Le label des vins de l’IGP Pays d’Oc a été créé en 1987. Jacques Gravegeal, président de cette interprofession au goût unique, qui réunit 1 200 vignerons et 175 caves coopératives pour 6 millions d’hectos par an, raconte comment, visionnaire, il a su mutualiser la profession et commercialiser des vins de cépages de qualité pour répondre à la demande des consommateurs. Il rend aussi hommage à Robert Skalli, lui aussi précurseur, qui lui a ouvert les portes du négoce international, tuant dans l’oeuf la tentative de leadership des pays producteurs du Nouveau monde. Un tournant vital pour la viticulture languedocienne.

 

Le fond de la photo est noir comme la noirceur qui tétanise la profession à l’époque. Mais l’image s’éclaire d’une malice éclatante. C’est la période de l’après-manif de Montredon, quand la Californie allait oser faire ruisseler de sueur âcre les fronts des vignerons languedociens, en tentant d’inonder de leur « tisane boisée », l’Europe qui ne savait pas faire autre chose que de faire pisser sa vigne millénaire, en espérant que chaque récolte ne serait pas la dernière ; la Californie, cet état américain dont le négoce n’hésitait pas à copier grossièrement nos meilleurs nectars en investissant des sommes pharamineuses et tant pis si les nôtres de nectars restent à jamais au fond de la barrique… C’est une photo qui épingle l’oeil malicieux d’un pionnier, Jacques Gravegeal, et celui d’un négociant avant-gardiste Robert Skalli, installé sur le port de Sète, qui serre le premier contre lui. Comme un duo qui scelle une belle histoire à raconter à leurs enfants. Celle de la relance de la viticulture. La métaphore se lit à livre ouvert. La saga dure depuis trente ans. Alors que l’assemblée générale du trentenaire de Pays d’Oc se déroulera le 1er décembre 2017 à la Grande-Motte (Hérault), cette aventure n’est pas prête de s’arrêter. Président des Jeunes agriculteurs de l’Hérault, Samuel Masse, 30 ans dans quelques semaines, a le même âge que le label. « C’est la seule appellation, la seule IGP,  qui rivalise avec d’autres productions de pays du Nouveau monde. Je suis de la « génération Pays d’Oc », un vin de cépage de qualité. Je me rappelle de la remarque d’un prof de marketing lors d’une conférence à Philadelphie lors de mes études en 2010 : « Pays d’Oc a tout compris », m’avait-il dit quand il a su que je suis du Languedoc. Et ça c’est grâce à Jacques Gravegeal. Sa grande force ? Il sait lire les gens ; il sait anticiper sur les besoins des viticulteurs et des consommateurs, parfois même en mettant sa vie personnelle de côté… »

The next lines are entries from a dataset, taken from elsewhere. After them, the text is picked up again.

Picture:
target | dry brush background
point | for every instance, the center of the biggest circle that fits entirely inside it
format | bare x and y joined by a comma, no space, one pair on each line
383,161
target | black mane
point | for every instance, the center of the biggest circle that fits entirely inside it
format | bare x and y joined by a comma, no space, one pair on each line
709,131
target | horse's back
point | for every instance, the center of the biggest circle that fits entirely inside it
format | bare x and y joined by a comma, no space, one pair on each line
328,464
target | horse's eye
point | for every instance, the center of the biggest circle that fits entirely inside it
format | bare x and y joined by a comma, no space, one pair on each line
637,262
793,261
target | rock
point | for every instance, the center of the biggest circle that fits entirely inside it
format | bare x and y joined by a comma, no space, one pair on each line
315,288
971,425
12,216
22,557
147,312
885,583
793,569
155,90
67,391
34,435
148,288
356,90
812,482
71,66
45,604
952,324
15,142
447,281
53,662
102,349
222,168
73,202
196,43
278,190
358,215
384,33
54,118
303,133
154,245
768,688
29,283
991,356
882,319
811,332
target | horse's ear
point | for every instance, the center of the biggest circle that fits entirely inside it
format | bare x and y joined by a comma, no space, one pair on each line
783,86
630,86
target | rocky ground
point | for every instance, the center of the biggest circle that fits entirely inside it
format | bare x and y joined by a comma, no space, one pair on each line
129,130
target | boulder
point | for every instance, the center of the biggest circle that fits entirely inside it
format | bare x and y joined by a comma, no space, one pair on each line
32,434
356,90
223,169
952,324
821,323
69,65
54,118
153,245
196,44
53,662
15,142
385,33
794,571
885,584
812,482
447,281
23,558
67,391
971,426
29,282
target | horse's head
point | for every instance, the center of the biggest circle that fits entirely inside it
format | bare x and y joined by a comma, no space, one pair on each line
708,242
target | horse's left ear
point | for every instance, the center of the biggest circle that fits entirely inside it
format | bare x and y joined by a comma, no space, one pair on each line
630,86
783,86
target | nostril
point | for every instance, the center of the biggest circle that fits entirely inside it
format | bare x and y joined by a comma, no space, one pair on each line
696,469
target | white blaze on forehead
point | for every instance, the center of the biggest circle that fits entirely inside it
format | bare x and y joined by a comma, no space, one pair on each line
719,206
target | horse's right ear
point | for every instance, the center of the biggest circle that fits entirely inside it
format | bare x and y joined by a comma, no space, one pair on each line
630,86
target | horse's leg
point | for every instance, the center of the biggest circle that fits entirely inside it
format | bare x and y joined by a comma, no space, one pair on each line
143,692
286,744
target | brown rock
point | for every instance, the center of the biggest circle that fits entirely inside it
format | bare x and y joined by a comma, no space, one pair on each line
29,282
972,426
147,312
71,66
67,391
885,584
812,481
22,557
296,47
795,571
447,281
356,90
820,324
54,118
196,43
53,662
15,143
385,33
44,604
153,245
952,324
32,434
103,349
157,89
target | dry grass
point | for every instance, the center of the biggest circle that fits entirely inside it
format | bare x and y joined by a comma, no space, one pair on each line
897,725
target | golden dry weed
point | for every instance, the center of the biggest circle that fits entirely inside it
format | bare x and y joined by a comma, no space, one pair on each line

« Créer cette interprofession et développer les vins de cépage de qualité, c’était une nécessité absolue » Jacques Gravegeal, président de Pays d’Oc.

Jacques Gravegeal, président de Vins de Pays d’Oc. Photo : Olivier SCHLAMA

« On est passés de 200 000 hectolitres il y a trente ans au lancement à 6 millions d’hectolitres produits aujourd’hui », résume Jacques Gravegeal, président de Pays d’Oc. L’interprofession rassemble désormais sur cinq départements de l’ex-Languedoc-Roussillon 1 200 producteurs et qui écoule sa production à 52 % à l’export et à 48 % dans l’Hexagone contre 80 % à l’export en 1987. « Créer cette interprofession et développer les vins de cépage de qualité, c’était une nécessité absolue », confie Jacques Gravegeal. « Le niveau de consommation se dégradait ; plus personne ne voulait de nos vins de table. Les gens voulaient toujours boire du vin mais mieux, de meilleure qualité. Cela a débouché sur une crise énorme », raconte Jacques Gravegeal. Une déflagration économique avec une chute considérable de la comsommation passant en 1974 de 33 millions à 20 millions d’hectos qui arrivaient difficilement à trouver preneur. « Il fallait trouver une parade – et vite ! », glisse Jacques Gravegeal –  dans la terre de prédilection du vin ! Romains et gallo-romains ne s’y sont pas trompés, quand même. « Le défi, il fallait le relever face à ce déclin que rien n’arrêtait, avec un élément novateur… »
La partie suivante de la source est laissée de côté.